Side questions for those who know how reliable and accurate were Spencer carbines and rifles.


Link Posted: 7/20/2008 12:46:37 PM EDT
[#1]
HERE'S YOUR ANSWER!

It's called the Blakeslee cartridge box.
Link Posted: 7/20/2008 12:48:09 PM EDT
[#2]
A buddy of mine hunts deer each year with a MODERN REPLICA OF THE SPENCER.
Link Posted: 7/20/2008 12:57:51 PM EDT
[#3]

Quoted:
A buddy of mine hunts deer each year with a MODERN REPLICA OF THE SPENCER.
Wow how are they reliable?
Link Posted: 7/20/2008 1:00:08 PM EDT
[#4]

Quoted:
HERE'S YOUR ANSWER!

It's called the Blakeslee cartridge box.
I wonder how reliable the extra magazines were given the manufacturing tolerances of the time.
Link Posted: 7/20/2008 1:01:15 PM EDT
[#5]
He loves his........STARLINE makes centerfire brass for the 56-50 SPENCER.
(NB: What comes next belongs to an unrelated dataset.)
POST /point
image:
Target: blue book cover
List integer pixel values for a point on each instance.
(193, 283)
He shoots a black powder substitute in it......all the smoke and fire and much less corrosion.
Link Posted: 7/20/2008 3:40:53 PM EDT
[#6]

Quoted:
HERE'S YOUR ANSWER!

It's called the Blakeslee cartridge box.


They weren't general issue to troops armed with Spencers.  The Blakeslee was patented in 1864 and issued in very limited numbers, probably not until 1865.
Link Posted: 7/21/2008 10:26:41 AM EDT
[#7]

Quoted:

Quoted:
HERE'S YOUR ANSWER!

It's called the Blakeslee cartridge box.
I wonder how reliable the extra magazines were given the manufacturing tolerances of the time.


They were really a kind of speedloader, not a magazine.  The magazine was in the buttstock, the spring and follower were contained in a tube, and that tube was what you removed, filled the magazine and slid the magazine tube back over the column of cartridges in the tube.  Its a lot like the magazine tube in a Marlin Model 60, except in the stock instead of under the barrel.
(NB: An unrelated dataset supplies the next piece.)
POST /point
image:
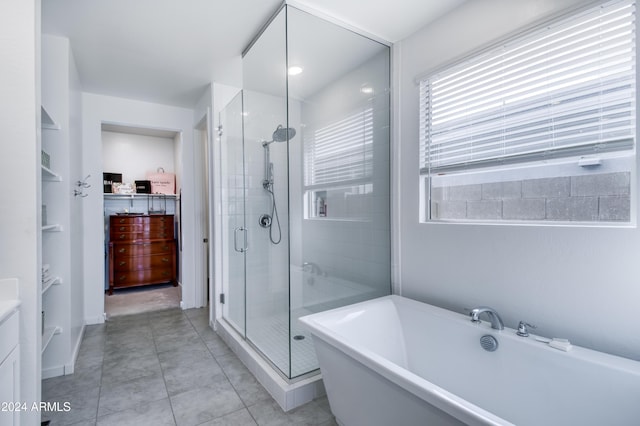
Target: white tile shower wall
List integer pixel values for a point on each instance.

Amazingly no one ever got a clue that the cartridges could just be loaded into cardboard tubes at the factory and shipped that way.  Just put some wax paper on the open end with some sealing wax and a bit of string, pull the seal off with your teath like a musket cartridge and dump.

The fact that the magazine tube could be lost was a definite drawback of the design, though the gun was not useless without it, it could still be single loaded through the action.  Once the King patent side gate was added to the Henry to make the M1866 Winchester design the popularity of the Spencer fell drastically.